DatasetAdded By Ganglion
Disaster data from 1900 – 2008, organized by start and end date, country (and sub-location), disaster type (and sub-type), disaster name, cost, and persons killed and affected by the disaster.
Create disaster data trend reporting, based on geography, frequency, date or nature of the event. Design a visualization or time lapse illustrating disaster events around the globe. Draw correlation between disasters and the resulting world response by tracking Tweets and other social media references. Has social media played a role in disaster recovery, awareness and sympathizing?
The disaster data includes both natural and technological events, where natural disasters are further organized into groups and sub-types (see Disaster Classification scheme below).
This is the only public domain natural disaster data collection in existence: the other two (Sigma from Swiss Re and NatCat from Munich Re) are private.
For a disaster to be entered into the database, it must meet at least one of the following criteria:
- Ten (10) or more people reported killed.

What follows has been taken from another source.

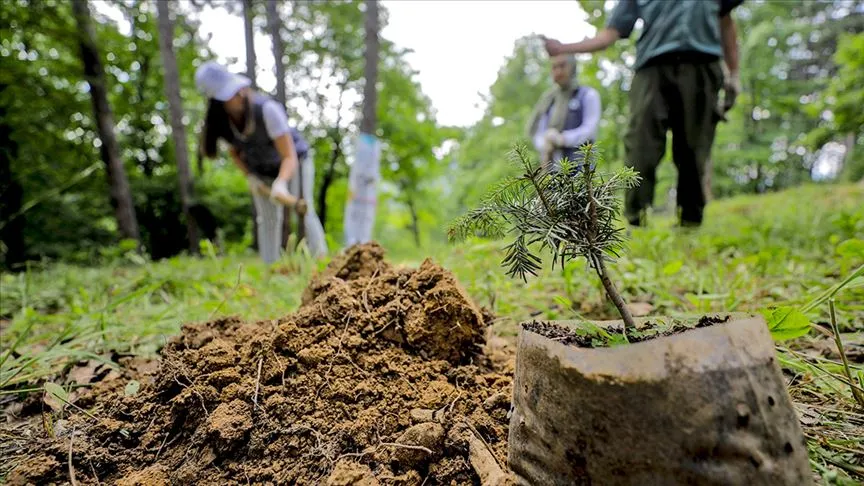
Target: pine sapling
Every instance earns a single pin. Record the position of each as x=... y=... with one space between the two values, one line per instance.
x=572 y=212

- Hundred (100) or more people reported affected.
- Declaration of a state of emergency.
- Call for international assistance.
Natural and Technological
The natural disaster category has 5 sub-groups, with 12 disaster types and more than 30 sub-types:
Geophysical: Events originating from solid earth
Earthquake, Volcano, Mass Movement (dry)
Meteorological: Events caused by short-lived/small to meso scale atmospheric processes (lifecycle lasting from minutes to days)
Hydrological: Events caused by deviations in the normal water cycle and/or overflow of bodies of water caused by wind set-up
Flood, Mass Movement (wet)
Climatological: Events caused by long-lived/meso to macro scale processes (in the spectrum from intra-seasonal to multi-decadal climate variability)

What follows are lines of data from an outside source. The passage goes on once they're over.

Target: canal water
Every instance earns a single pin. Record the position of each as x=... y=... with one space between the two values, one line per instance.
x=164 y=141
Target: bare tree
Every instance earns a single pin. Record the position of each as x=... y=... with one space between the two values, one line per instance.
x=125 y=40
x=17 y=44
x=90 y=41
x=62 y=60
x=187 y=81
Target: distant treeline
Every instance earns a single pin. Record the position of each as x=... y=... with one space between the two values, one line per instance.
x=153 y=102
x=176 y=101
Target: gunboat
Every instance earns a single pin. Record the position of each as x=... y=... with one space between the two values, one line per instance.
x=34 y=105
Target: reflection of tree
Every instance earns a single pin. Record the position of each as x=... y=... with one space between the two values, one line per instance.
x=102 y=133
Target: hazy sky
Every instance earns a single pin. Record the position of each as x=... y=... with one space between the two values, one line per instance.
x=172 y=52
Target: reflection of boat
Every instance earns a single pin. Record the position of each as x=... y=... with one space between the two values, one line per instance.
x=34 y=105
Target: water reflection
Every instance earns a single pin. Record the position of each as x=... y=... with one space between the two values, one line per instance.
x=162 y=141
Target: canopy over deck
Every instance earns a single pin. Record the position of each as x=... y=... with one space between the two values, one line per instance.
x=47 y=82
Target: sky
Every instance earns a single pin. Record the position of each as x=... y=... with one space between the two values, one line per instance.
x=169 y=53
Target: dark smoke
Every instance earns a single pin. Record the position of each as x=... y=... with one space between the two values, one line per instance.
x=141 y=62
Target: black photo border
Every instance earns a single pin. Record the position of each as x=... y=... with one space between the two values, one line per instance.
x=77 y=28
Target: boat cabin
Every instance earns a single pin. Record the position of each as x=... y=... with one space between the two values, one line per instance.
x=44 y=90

Extreme Temperature, Drought, Wildfire
Biological: Disaster caused by the exposure of living organisms to germs and toxic substances
Epidemic, Insect Infestation, Animal Stampede
Start: The date when the disaster began.
End: The date when the disaster ended.
Country: Country(ies) in which the disaster has occurred.
Location: A sub-location classification if available.

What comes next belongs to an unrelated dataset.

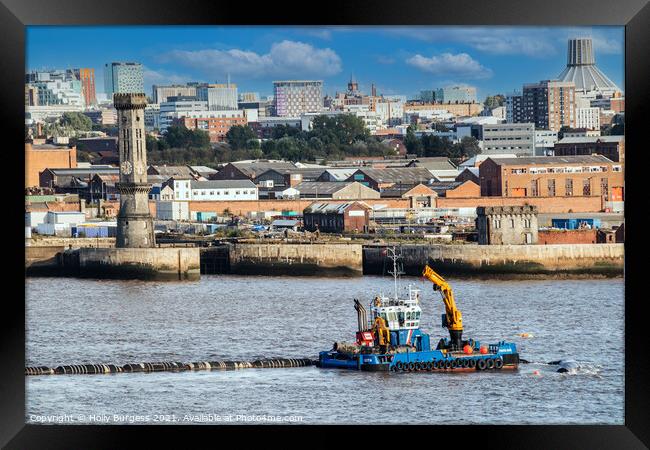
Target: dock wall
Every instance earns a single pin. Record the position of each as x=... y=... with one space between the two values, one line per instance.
x=140 y=263
x=589 y=259
x=297 y=259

Type: The type of disaster according to pre-defined classification.
Sub_Type: Further classification of the type of disaster.
Name: The name of the disaster if available.
Killed: Persons confirmed as dead and persons missing and presumed dead (official figures when available).
Affected: Total of people injured, homeless, and affected. “Affected” means people requiring immediate assistance during a period of emergency; it can also include displaced or evacuated people.
Cost: Several institutions have developed methodologies to quantify these losses in their specific domain. However, there is no standard procedure to determine a global figure for economic impact. Estimated damage are given (000,000).
Id: A unique identifier for the disaster.
The EM-DAT database is protected by law (30 June 1994) and copyright (31 August 1998). EM-DAT was created in 1988 at the Université Catholique de Louvain by researchers at the Centre de Recherche sur l’Epidemiologie des Desastres – Centre for Research on the Epidemiology of Disasters (CRED). The database was set up with the support of the WHO and the Belgian government. Since 1999, CRED has received support from the Office of Foreign Disaster Assistance (OFDA) of the US Agency for International Development (USAID). The Université Catholique de Louvain holds the copyright for the database.
The EM-DAT database has been made available for unrestricted access free of charge by UCL so that anyone with a query can obtain information.
The reproduction and communication of the information obtained using the EM-DAT is authorised by any means and in all forms, provided that the source is mentioned clearly as follows:
“EM-DAT: The OFDA/CRED International Disaster Database – www.emdat.be – Université Catholique de Louvain – Brussels – Belgium."